Meeting New People
Everyone deserves the benefit of doubt when it boils down to meeting new people. Why? Simply because growing up as juveniles-of course with the very best of intentions-we were constantly admonished to be wary of anyone unfamiliar and never to talk to strangers. As adults, meeting people becomes an important social acumen not easily disposed.
Potential friends are found dispersed virtually everywhere in our respective domiciles, therefore a necessity informing variant reasons for seeking to hang out with/or around them; from looking to start a new relationship, meeting them in the course of work, business, school, college etc
However, in opposition mostly founded on subtle prejudicial premises rammed into our psyches, example fear of strangers; make it sometimes a problem that could easily rob us a valuable chance with perhaps life transforming benefits. It therefore calls for a proactive approach to anyone desiring to have lots of potential friends in their lives to take a positive initiative of not just hanging around people, but making themselves as approachable and friendly as possible.

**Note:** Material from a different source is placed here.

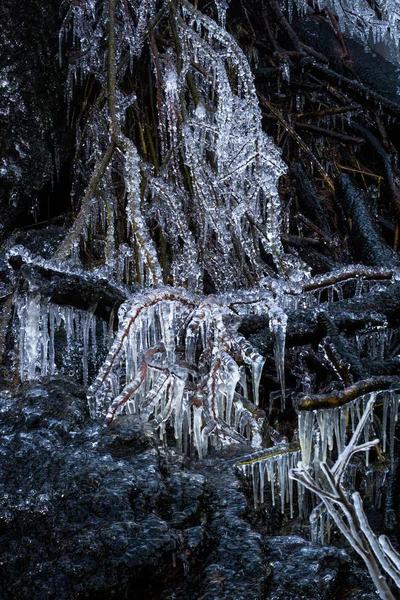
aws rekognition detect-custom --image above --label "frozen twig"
[289,397,400,600]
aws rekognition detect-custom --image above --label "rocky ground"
[0,379,382,600]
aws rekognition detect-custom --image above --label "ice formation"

Meeting new people can expose one to unprecedented challenges bordering from intimidation, inability to favorably open up, to striking the right note of conversation. The underlying trouble is brought about by the fact that many people find it much easier to freely mingle with others, when the ice has already been broken by circumstances. However, the opposite is actually true and quite easy.
As popular maxim goes: If you can’t beat them then join them. At the onset, one must realize that nobody is perfect. Once the initiative has been taken, care should be observed not to get discouraged when their aspirations of meeting and making new friends hit a marble peach. Friends can meet easily through a number of forums or avenues which may not all work for everyone. However one should never get discouraged after say, attending an event and failing to run into anyone to get to know better. By and large, technically it may seem viable, but logistically appear difficult and discouraging.
However it may not be the time to deflate down yet. One could just as instantly and effortlessly meet a group of amazing persons by for instance joining a club of choice. There is no perfect place to met someone: sometimes one has just to work with the available opportunity as readily available. Most of the time; the first step must be taken to invite someone along, for a walk, coffee, dinner or chat. This calls for tolerance of uncertainty and even rejection. Importantly, sociable, confident and congenial people easily meet new people regardless of where they do it. To be shy and insecure makes it harder no matter the avenue chosen. If that’s the case, curative steps should be taken against these inhibiting issues as well, before one fully gets attuned to enjoying the experience.